You’ve signed the Bedrock contracts. The models are running. And now you’re staring at your AWS CUR wondering:
Why does my generative AI cost show up as one line item? Where’s the detail?
Welcome to the new frontier of FinOps for AI.
While most people focus on GPU hours or token pricing, the smartest teams have already realized that the key to AWS Bedrock cost management comes down to one feature:
Application Inference Profiles.
Inference Profiles let you logically group and label Bedrock usage—think Kubernetes namespaces or EC2 tags, but built for AI inference.
Each Bedrock invocation can carry a profile to segment workloads by:
Team — growth_team_profile
Feature — summarization_v3_profile
Business Unit — customer_support_genAI
Without profiles, every inference rolls into a single, untraceable bucket.
With them, you can:
Allocate spend by team or feature
Chargeback accurately
Detect anomalies by workload
Profile names appear directly in the AWS Cost and Usage Report (CUR). But while that’s powerful, it’s only half the visibility story.
The CUR includes profile names, regions, SKUs, and total usage metrics.
Useful, but it omits the real drivers of AI cost.
Metric | In CUR? | Why It Matters |
---|---|---|
Input/Output Token Counts | ❌ | Measure unit economics per request |
Invocation & Model Latency | ❌ | Correlate cost and performance |
Per-Request Invocations | ❌ | Analyze usage efficiency |
User or Session Mapping | ❌ | Tie spend to business context |
That missing data lives in CloudWatch, not in the CUR.
So unless you merge both datasets, you’re leaving optimization insights on the table.
Inference Profiles are essential—but they come with structural limits:
Profile Caps
AWS enforces roughly 1,000 profiles per account per region.
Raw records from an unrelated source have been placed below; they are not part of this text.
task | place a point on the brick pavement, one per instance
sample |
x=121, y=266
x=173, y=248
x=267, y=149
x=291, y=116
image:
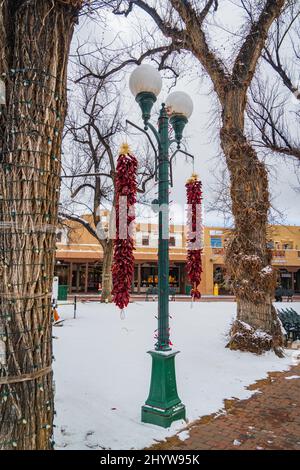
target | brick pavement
x=270, y=419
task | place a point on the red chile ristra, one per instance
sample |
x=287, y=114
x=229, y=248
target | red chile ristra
x=194, y=262
x=123, y=262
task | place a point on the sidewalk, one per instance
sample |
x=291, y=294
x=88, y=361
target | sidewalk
x=268, y=420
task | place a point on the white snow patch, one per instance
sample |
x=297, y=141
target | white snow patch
x=102, y=371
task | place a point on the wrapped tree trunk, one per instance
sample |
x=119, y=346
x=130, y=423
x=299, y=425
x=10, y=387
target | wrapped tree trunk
x=248, y=259
x=35, y=40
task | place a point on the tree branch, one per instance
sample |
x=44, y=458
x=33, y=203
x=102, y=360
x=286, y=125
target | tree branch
x=250, y=52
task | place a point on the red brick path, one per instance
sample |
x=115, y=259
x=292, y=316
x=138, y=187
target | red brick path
x=269, y=419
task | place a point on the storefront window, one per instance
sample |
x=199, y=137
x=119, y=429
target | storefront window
x=61, y=270
x=216, y=242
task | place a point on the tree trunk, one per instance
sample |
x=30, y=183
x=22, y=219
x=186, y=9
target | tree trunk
x=248, y=260
x=35, y=37
x=106, y=272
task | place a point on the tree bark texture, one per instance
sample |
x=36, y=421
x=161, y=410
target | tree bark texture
x=35, y=40
x=248, y=260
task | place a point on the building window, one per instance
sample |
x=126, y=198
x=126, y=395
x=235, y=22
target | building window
x=145, y=240
x=287, y=245
x=172, y=241
x=216, y=242
x=58, y=237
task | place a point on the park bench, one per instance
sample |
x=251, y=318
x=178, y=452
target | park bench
x=281, y=293
x=290, y=320
x=153, y=292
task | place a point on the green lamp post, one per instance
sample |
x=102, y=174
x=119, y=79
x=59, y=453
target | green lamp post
x=163, y=405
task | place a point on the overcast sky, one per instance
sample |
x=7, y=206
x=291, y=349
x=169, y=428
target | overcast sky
x=201, y=131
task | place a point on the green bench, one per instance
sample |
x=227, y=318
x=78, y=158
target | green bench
x=280, y=293
x=290, y=320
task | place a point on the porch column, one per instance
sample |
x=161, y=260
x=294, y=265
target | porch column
x=86, y=277
x=70, y=278
x=139, y=277
x=293, y=280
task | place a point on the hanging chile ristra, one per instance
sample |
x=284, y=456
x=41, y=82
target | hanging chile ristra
x=123, y=262
x=194, y=235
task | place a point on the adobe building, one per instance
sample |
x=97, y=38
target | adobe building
x=79, y=258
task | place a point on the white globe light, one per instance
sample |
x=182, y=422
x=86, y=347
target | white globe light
x=179, y=102
x=145, y=78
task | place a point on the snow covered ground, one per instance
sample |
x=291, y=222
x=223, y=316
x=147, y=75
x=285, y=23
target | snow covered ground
x=102, y=370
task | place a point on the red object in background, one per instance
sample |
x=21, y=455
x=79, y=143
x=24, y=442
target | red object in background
x=194, y=261
x=123, y=262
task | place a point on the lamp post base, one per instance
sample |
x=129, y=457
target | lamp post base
x=163, y=405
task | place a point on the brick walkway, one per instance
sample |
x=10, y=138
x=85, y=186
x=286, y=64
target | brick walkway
x=268, y=420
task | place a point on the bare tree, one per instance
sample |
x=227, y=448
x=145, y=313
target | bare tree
x=274, y=105
x=93, y=135
x=248, y=260
x=35, y=39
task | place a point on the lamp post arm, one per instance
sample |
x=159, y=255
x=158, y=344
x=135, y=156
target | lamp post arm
x=154, y=131
x=147, y=135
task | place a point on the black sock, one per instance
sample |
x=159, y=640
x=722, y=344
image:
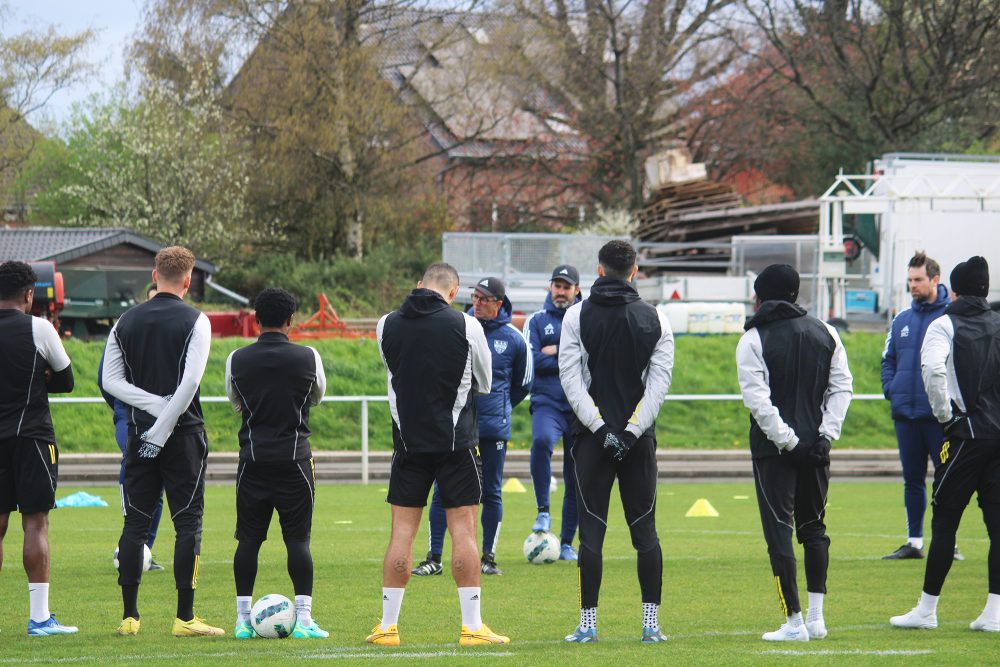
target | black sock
x=130, y=601
x=185, y=603
x=300, y=567
x=245, y=566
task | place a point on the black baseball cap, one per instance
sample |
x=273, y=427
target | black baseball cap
x=566, y=272
x=491, y=287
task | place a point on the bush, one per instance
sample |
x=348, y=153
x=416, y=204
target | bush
x=366, y=288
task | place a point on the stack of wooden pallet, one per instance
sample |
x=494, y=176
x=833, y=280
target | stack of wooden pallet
x=704, y=216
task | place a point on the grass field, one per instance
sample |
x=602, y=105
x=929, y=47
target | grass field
x=718, y=592
x=704, y=365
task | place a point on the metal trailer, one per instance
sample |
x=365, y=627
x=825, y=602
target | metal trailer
x=946, y=205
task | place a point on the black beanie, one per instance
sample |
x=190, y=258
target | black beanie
x=971, y=277
x=778, y=282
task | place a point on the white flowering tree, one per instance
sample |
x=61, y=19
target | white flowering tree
x=164, y=165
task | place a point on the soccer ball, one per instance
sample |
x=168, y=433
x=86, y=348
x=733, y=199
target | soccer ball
x=273, y=616
x=147, y=558
x=541, y=548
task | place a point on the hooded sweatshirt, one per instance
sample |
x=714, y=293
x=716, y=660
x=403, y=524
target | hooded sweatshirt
x=616, y=357
x=436, y=358
x=794, y=377
x=960, y=364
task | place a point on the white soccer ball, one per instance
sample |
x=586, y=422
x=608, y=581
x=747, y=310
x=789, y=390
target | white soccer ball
x=147, y=558
x=541, y=548
x=273, y=616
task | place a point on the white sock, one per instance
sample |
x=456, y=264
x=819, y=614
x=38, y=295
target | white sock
x=468, y=598
x=651, y=615
x=928, y=603
x=588, y=618
x=243, y=605
x=992, y=608
x=815, y=607
x=38, y=594
x=303, y=609
x=392, y=600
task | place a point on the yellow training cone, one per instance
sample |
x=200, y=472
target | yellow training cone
x=513, y=485
x=701, y=507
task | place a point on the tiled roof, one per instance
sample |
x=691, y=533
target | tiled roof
x=61, y=244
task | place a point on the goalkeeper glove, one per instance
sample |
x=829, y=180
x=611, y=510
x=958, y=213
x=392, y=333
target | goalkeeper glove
x=819, y=454
x=147, y=449
x=627, y=440
x=957, y=417
x=610, y=443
For enterprise-scale Bedrock workloads, you’ll hit that ceiling fast.
Granularity Trade-offs
Profiles act as buckets, not scalpel blades. Two workloads sharing one profile = blurred attribution.
Untracked Usage
Direct API calls or vendor integrations often bypass profiles. AWS doesn’t retroactively tag them—missed attribution is permanent.
Opaque Billing Units
Bedrock bills in “units,” not tokens. Two identical units can represent wildly different workloads. Without telemetry, cost optimization is blindfolded.
Operational Overhead
Profiles lack a UI. Managing them requires CLI or SDK scripting—an unnecessary tax on FinOps teams.
Attribution assigns cost where it occurs.
But AI workloads are inherently shared—multi-tenant APIs, cross-functional models, and common infrastructure make it impossible to cleanly map spend to one owner.
That’s where reallocation comes in: the FinOps practice of distributing shared costs based on actual consumption signals.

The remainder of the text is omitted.